Let me start this with something fun.
This semester I have–I think–done a pretty good job of introducing you to the fundamentals of visual design. I have presented design in terms of a set of rules: rule regarding typography, spacing, alignment, color, contrast, etc. I do this in large part because rules are teachable. I can reduce something infinite, complex, contradictory, affective, subjective to a set of finite principles. There is an intoxicating gravity to this movement from the infinite variety to the fixed list. As a writing instructor, as a design instructor, it is easy to get drunk on control. But, as a theorist, a philosopher, a rhetorician, I have spent my life in suspicion of this very desire–the desire for control, the desire to quell the other in the form of the same. Similitude becomes a demand. Let me share two quotes, the first from Victor Vitanza, the second from Julia Kristeva.
- “We are not at home in our world/whirl of language. And every attempt to assume that we are has or will have created for human beings dangerous situations. […] Any and every attempt to unconceal or answer definitively [the question of what is [human] B/being] is to perpetrate and act of violence on Being and on human being
- “To worry or to smile, such is the choice when we are assailed by the strange; our decision depends on how familiar we are with our own ghosts”
Postmodernism in two sentences:
The desire to *know* what something *is*.
The resistance to invite the strange.
I think, in this class at least, I am aware of the insecurity that haunts me: I am not an artist, but rather one who attempts to unconceal art, to pin it down into something “knowable” (in a different philosophical language: to transform the infinite into the ontological, the knowable, to make the nomad live in a home). To make the other the same. To erase differance in the name of the universe. One reason I ended the Helvetica documentary with the discussion of Carlson–a designer who didn’t set out to break rules, but rather simply set out to express.

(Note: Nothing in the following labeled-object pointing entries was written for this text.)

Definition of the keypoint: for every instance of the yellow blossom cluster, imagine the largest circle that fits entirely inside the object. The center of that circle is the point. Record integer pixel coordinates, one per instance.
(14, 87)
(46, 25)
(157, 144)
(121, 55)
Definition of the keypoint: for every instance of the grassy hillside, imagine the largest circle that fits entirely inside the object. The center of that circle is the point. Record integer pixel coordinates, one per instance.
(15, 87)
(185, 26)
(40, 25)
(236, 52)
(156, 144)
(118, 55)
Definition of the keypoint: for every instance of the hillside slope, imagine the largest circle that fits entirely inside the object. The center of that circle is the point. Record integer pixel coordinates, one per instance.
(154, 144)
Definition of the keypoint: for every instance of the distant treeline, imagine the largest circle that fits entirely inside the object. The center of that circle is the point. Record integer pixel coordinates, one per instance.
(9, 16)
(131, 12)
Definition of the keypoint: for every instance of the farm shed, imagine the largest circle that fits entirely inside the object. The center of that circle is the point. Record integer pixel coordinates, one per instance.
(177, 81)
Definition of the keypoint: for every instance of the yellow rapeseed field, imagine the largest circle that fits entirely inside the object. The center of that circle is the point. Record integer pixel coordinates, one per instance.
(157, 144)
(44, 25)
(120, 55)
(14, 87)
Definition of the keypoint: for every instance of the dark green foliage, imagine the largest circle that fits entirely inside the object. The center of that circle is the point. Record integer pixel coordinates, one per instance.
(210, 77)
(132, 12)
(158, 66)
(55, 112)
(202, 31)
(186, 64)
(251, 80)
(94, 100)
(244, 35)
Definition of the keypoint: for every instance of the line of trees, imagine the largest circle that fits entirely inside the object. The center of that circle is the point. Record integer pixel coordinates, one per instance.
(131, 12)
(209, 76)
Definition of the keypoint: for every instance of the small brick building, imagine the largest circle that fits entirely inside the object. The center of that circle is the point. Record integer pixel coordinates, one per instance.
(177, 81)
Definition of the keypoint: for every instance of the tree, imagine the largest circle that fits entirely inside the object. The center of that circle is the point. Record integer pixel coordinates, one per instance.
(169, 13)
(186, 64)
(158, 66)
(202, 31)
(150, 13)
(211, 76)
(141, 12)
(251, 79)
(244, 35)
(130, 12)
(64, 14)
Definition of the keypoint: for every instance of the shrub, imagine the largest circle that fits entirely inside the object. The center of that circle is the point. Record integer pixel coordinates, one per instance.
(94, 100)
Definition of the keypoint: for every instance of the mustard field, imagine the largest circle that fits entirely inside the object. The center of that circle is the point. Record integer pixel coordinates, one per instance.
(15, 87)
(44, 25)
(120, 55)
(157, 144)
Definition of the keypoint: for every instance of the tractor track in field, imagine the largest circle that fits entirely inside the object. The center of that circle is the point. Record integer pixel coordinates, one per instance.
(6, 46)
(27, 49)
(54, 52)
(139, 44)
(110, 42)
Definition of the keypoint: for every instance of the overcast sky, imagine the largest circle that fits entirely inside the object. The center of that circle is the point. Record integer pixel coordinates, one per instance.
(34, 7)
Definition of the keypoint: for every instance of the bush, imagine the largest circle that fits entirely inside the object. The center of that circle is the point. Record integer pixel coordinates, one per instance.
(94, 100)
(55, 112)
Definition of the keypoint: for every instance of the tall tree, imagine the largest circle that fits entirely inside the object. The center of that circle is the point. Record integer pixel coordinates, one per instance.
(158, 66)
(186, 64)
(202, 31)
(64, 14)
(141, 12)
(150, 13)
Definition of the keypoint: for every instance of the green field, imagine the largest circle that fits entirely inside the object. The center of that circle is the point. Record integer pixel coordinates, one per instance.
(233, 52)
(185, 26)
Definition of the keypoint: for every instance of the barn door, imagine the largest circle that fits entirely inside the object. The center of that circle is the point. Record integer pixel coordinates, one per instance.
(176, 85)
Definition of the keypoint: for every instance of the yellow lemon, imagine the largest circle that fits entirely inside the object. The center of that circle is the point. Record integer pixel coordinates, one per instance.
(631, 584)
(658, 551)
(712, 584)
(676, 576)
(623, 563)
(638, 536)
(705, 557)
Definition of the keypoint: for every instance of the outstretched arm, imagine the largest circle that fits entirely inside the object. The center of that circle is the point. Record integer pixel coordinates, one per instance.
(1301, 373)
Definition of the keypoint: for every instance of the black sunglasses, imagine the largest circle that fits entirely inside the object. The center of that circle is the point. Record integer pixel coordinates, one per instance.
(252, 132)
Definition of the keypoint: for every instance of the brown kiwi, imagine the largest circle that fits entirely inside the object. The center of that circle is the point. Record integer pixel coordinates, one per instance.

I end on what might perhaps feel an excessively philosophical note. If I have a critique of this class, it is that amongst the rush to teach both design principles and technological tools, I haven’t quite figure out how to incorporate rhetorical theory. That remains a challenge. And, unlike past semesters, I didn’t really have an “avant garde” challenge in this class. I haven’t asked you to make me a map that isn’t a map, to make me a mystory or a MEmorial, to push beyond established genres and–to borrow from Nietzsche–design with a hammer.
To be a designer isn’t necessarily to follow rules (although, rhetorically speaking, the rules will rule, will always, already influence judgement; we disseminate without control over how a work will be received and–if educated–aware and sensitive to the many ways it will be mis/read). To be a designer is to design, to create, to express, to write perhaps without care, but more likely with suspicion, of what we are told is right.